Wednesday, September 22, 2010

Flash fiction biologSciFi "The Outpost"


The Wild
     Although she was one of the last, the tigress is, in the end, wild, with all its meaning, to recreate the lives of her forebearers, to include their uncelebrated toils through eonic existence; the genes record famines and plagues, floods and droughts, remnants, as a romantic vision of her past; volcanoes, earthquakes, meteor hits remain as artifacts in so-called "garbage" DNA. Computers set upon task to relentlessly thrust toward perfect order and logic, and yet, the tigress continues to honor total freedom (the balance of these, the perfect world?). She hates captivity. She has created this jungle to suit a survival need, and, it has avoided disintegration because of her belief in freedom. But now, here is the ultimate imposer of limits, the high mountain island jungles with their gene farms. Here, where leadership comes into play by the mere issuance of opposing tones; here, where high speed networks and dedicated servers run amok in the oceans; here, where Suzi and her ilk impose no limits, gain no experience and define greatness as the hubris to conjure a mind and invoke a communication (an algorithm?) that  causes gadgets to ring; here, where there are no collection of ideas as to what has happened, where quality and achievement are the kind of thing you sell your soul for, the tigress, unlike Suzi, has escaped the pressure of being  social creature, escaped the high speed corridors with their lopsided capabilities, endured the rising seas of the uninhabitable,, being her own kind caring spirit far beyond the human speculative fray, never viewing criticism as attempted murder. Now the gene farm networks merge and touch, and something, or someone, records its existence cinematic and fluid with all its attending dissonant noises (not Suzi's). In fact, Suzi's silent logic makes the tigress' world full of louder dissonant noises. Suzi has a delicate forgetting of her past once it is gone from her audio or video code, yet, the tigress remembers, her genes make her remember. It is humans who have become the true mythmakers of aggression, not her; they merge the truth with myth with selective forgetting. Tigress remembers; Suzi remembers nothing, only present thought.  

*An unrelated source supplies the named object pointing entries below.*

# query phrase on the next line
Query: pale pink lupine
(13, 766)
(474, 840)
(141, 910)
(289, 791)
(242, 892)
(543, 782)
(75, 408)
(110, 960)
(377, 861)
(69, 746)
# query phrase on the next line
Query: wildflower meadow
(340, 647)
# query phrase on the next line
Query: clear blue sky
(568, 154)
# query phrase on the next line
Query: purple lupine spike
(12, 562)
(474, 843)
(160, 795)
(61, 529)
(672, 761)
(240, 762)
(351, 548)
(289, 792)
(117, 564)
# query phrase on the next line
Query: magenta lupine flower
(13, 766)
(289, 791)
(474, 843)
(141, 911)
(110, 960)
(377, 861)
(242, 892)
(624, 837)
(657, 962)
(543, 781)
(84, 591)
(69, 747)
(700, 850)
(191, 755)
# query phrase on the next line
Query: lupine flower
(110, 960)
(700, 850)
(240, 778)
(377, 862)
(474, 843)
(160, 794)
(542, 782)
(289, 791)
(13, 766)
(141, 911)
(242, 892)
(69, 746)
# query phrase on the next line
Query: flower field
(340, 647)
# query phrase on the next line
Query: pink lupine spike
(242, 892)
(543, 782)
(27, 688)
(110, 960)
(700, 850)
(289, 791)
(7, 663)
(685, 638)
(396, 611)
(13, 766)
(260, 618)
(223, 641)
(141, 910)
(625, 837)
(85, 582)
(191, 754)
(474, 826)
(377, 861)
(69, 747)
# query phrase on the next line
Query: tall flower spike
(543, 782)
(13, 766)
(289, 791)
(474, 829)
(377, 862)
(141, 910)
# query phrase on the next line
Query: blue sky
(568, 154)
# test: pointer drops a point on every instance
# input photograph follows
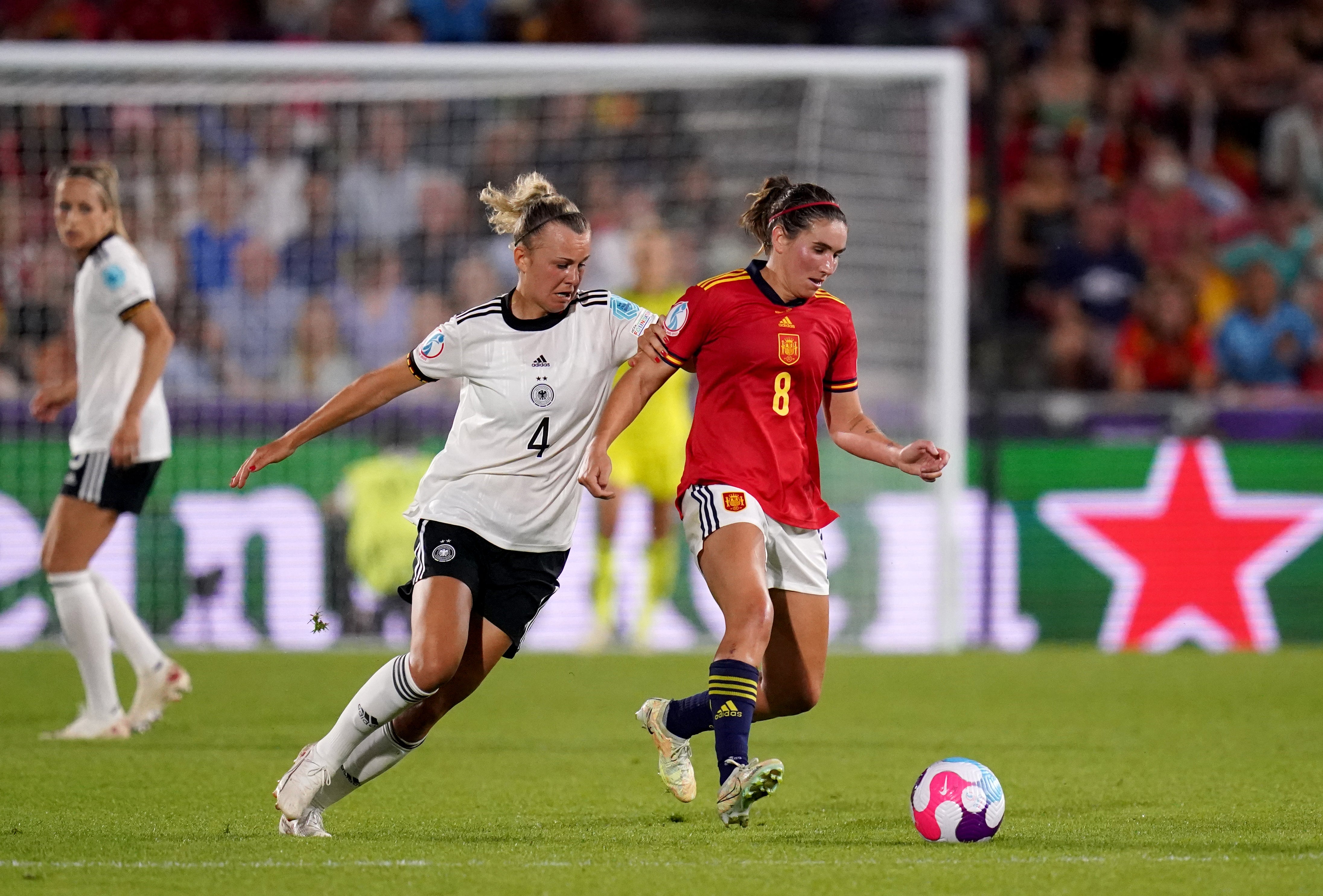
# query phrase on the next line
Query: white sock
(380, 752)
(128, 629)
(386, 695)
(84, 623)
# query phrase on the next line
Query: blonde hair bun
(527, 206)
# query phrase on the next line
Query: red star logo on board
(1188, 556)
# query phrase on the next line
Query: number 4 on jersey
(540, 440)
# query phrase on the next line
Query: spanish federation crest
(788, 347)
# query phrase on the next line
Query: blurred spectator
(1208, 27)
(452, 20)
(1036, 216)
(474, 282)
(318, 367)
(1163, 216)
(1260, 80)
(1092, 280)
(1108, 145)
(401, 30)
(1215, 290)
(161, 255)
(1309, 31)
(429, 255)
(612, 265)
(1112, 35)
(1064, 83)
(1265, 341)
(1284, 241)
(380, 194)
(1162, 346)
(276, 178)
(178, 154)
(1293, 141)
(167, 20)
(375, 309)
(900, 23)
(52, 20)
(256, 317)
(311, 260)
(190, 370)
(212, 241)
(590, 22)
(37, 313)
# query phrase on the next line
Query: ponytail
(790, 207)
(530, 204)
(106, 176)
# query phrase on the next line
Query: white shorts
(796, 558)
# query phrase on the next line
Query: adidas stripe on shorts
(94, 478)
(796, 558)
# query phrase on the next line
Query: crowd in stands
(296, 248)
(1162, 195)
(1161, 186)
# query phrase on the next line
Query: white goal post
(884, 129)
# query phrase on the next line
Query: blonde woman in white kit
(119, 440)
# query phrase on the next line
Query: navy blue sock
(732, 691)
(689, 716)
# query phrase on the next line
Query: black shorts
(510, 587)
(96, 480)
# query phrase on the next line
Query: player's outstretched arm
(367, 394)
(626, 402)
(854, 432)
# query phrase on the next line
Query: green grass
(1125, 775)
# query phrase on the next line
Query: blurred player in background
(119, 440)
(497, 509)
(649, 456)
(771, 347)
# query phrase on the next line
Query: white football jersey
(531, 395)
(112, 281)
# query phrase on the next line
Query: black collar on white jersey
(545, 322)
(756, 276)
(94, 249)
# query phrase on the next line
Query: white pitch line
(428, 863)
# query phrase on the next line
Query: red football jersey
(762, 366)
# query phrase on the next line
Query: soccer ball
(958, 801)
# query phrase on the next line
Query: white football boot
(155, 689)
(747, 785)
(675, 760)
(296, 791)
(307, 825)
(88, 729)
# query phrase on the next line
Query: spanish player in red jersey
(771, 347)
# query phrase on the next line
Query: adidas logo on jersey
(728, 709)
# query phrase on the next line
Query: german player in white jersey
(497, 509)
(119, 440)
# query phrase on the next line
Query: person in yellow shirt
(649, 456)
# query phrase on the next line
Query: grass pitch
(1124, 775)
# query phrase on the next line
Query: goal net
(307, 212)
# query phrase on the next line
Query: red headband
(796, 208)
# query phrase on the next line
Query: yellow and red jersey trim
(730, 277)
(674, 361)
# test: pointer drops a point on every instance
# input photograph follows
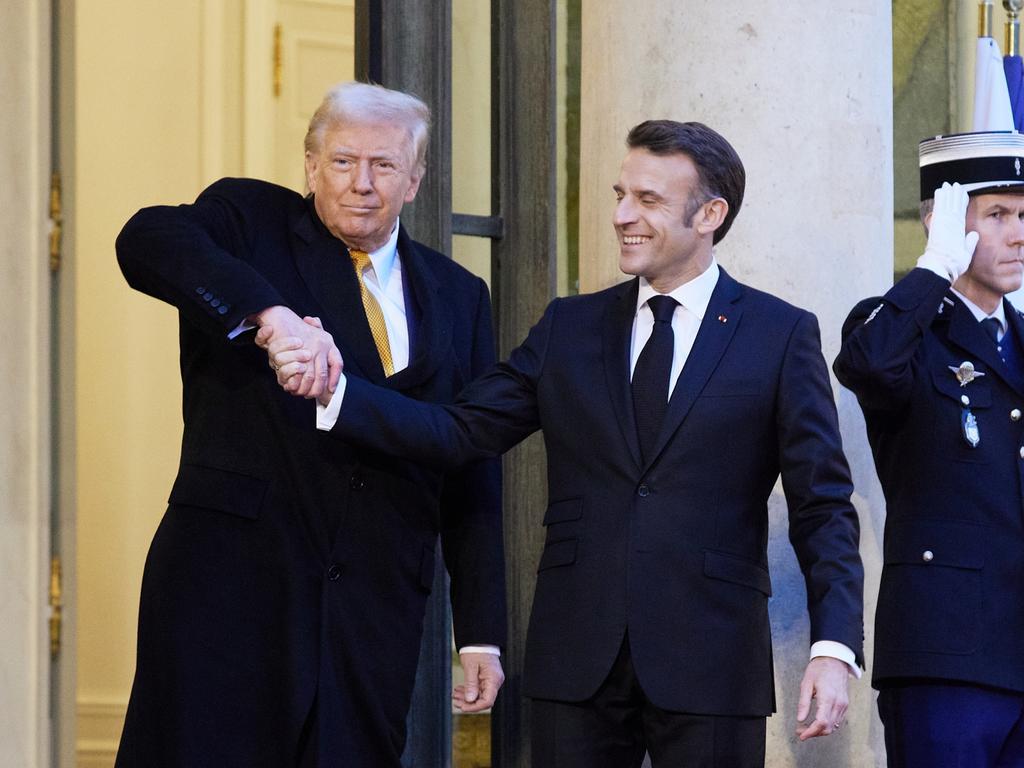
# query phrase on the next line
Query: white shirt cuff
(837, 650)
(492, 649)
(327, 416)
(241, 329)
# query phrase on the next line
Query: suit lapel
(967, 333)
(428, 315)
(617, 334)
(713, 338)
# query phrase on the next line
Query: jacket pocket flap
(978, 391)
(738, 570)
(558, 553)
(922, 542)
(219, 489)
(563, 511)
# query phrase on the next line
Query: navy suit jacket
(672, 550)
(291, 566)
(951, 598)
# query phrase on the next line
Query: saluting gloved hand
(949, 249)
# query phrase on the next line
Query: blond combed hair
(350, 101)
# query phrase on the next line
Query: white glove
(949, 249)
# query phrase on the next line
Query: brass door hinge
(56, 222)
(55, 605)
(278, 60)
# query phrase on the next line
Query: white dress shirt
(384, 281)
(980, 314)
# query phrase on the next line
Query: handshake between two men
(308, 365)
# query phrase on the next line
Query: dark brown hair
(720, 172)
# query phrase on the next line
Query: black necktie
(991, 326)
(650, 377)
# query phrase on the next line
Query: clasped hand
(302, 354)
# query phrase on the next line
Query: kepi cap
(986, 161)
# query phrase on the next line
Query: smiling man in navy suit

     So this jungle is her home, a beautiful mansion on a mean slum, depending on her activity. Tigress doesn't care how lives are lived in another world and how it differs from hers. There have long been no resonances between the races in this jungle and still no resonances between the genders. Monopoly has become the best selection here. One remains, on an island where, to her mind, the opinionless exist, and have so for billions of years.